More than one-third (36%) of parents in Ireland say they are getting into debt due to back-to-school costs.
This is an increase on the 29% of parents in the same situation last year, according to figures released by the Irish League of Credit Unions (ILCU) today.
Parents of primary school children are, on average, in debt by €367 – up from €345 in 2017. For secondary school parents, the average debt reported is €443 – compared with €415 last year.
Some 67% of parents surveyed in the national study said back-to-school costs are a financial burden. Almost half (46%) said that costs are their biggest back-to-school worry, well ahead of concerns that children won’t settle in or make friends (15%).
Four in 10 parents said they are under pressure to buy branded goods and other items for their children. This figure was higher for parents of secondary school children with over half (54%) feeling the pressure, compared with 39% of parents of primary school children.
The number of parents saying they will be forced to deny their children certain school items has also increased – rising from 25% in 2017 to 31% this year. Of this group, four in 10 said they cannot afford new school shoes for their children, while seven in 10 said extracurricular activities will be cut from the budget.
Cutting back on food and bills
In general, just over a third of parents said they will have to sacrifice spending on family holidays to meet school costs. Just over one in five (22%) said they will have to cut spending on household bills and 15% said spending on food will have to suffer.
The study found, however, that overall costs have fallen somewhat since last year. Parents said they are spending €999 per primary school child, a €49 decrease on 2017.
For secondary school children, parents said the cost per child has fallen by €22 to €1,379. In general, the decrease was mainly due to a falls in the prices for extracurricular activities, transport and after-school care.

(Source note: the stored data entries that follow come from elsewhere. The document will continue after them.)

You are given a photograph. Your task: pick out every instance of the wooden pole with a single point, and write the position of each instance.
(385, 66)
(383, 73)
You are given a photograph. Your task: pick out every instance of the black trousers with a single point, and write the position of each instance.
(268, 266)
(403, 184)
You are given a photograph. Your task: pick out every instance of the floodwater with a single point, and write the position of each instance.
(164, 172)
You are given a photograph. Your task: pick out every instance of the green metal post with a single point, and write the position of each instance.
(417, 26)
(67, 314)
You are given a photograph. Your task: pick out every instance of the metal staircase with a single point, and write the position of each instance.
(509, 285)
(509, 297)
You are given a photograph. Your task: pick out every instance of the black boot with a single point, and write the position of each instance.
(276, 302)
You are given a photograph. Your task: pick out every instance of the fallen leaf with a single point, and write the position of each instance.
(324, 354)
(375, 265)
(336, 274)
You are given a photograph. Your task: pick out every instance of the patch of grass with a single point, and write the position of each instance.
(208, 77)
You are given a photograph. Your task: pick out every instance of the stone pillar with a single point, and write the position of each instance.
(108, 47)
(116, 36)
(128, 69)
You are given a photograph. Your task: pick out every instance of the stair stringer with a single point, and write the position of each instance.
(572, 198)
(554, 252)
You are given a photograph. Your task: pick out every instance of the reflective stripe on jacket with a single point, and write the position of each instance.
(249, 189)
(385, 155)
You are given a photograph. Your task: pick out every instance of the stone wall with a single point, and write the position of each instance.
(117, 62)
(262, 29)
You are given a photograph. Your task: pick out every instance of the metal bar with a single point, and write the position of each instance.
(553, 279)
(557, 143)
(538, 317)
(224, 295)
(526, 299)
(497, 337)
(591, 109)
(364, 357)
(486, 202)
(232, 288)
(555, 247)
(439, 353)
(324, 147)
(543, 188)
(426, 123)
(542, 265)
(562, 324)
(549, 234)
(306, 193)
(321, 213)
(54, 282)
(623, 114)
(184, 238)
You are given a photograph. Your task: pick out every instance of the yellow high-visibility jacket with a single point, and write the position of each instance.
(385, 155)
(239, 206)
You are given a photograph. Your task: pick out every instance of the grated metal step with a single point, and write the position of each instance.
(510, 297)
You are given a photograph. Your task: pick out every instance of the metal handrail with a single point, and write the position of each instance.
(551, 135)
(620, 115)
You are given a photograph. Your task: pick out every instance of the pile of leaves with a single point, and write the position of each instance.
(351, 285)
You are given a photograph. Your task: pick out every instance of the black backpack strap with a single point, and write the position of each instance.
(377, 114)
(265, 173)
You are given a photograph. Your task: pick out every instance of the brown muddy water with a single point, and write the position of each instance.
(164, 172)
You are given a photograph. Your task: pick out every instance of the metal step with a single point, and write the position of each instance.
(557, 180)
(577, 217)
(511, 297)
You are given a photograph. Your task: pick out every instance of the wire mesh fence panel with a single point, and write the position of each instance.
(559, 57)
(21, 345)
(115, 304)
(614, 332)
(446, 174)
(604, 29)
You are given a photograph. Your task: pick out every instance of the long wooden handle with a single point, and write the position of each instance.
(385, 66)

According to parents, the biggest spend for primary school children is again extra-curricular activities at €153 per child, followed by school lunches at €142 and after-school care at €140.
In relation to secondary school students, parents said the most expensive item is again books at €200, followed by uniforms at €179 and school lunches and transport – both costing €175 each.
The ILCU said it’s concerning that of those parents in debt, more than a quarter (27%) said they have turned to a moneylender in an effort to cope with back-to-school costs. This is up from 20% last year.
Of the group in debt, three in 10 said they have borrowed between €400 and €500, while more than a quarter said they had borrowed over €800.
When asked why their preferred option was a moneylender, 46% of this group said they felt they would be guaranteed the money and that the approval processes in banks and credit unions would be more difficult.
Four in 10 parents (42%) said they felt they had no other option because they had a bad credit history. A significant number of people in this group (77%) said they will use a moneylender again this year to cover the back-to-school spend.
Almost seven in 10 parents (69%) said that schools are not doing enough to keep costs down, a decrease from 76% of parents last year. When asked how schools could do more to help in this regard, 32% said reducing the price of books or introducing a book rental scheme, and 22% said the option of generic uniforms or even free uniforms would help.
Commenting on the findings of the survey, Paul Bailey, ILCU Head of Marketing and Communications, said: “Despite the current recovery of our economy, families continue to struggle to cope with the cost of sending their children to school.”
Bailey said it’s “somewhat encouraging” parents are reporting that certain costs have reduced since last year, but at the same time there are “increasing numbers of parents saying they are in debt, and a rise in the numbers saying they are turning to moneylenders”.
He encouraged people to visit their local credit union to discuss their options “even where they feel they have a poor credit history”, rather than turn to a moneylender,
Bailey said moneylenders sometimes charge an annual percentage rate (APR) as high as 188%, based on figures compiled but the Central Bank. He said using them can “lead to a recurring cycle of unnecessary debt and irrational borrowing”.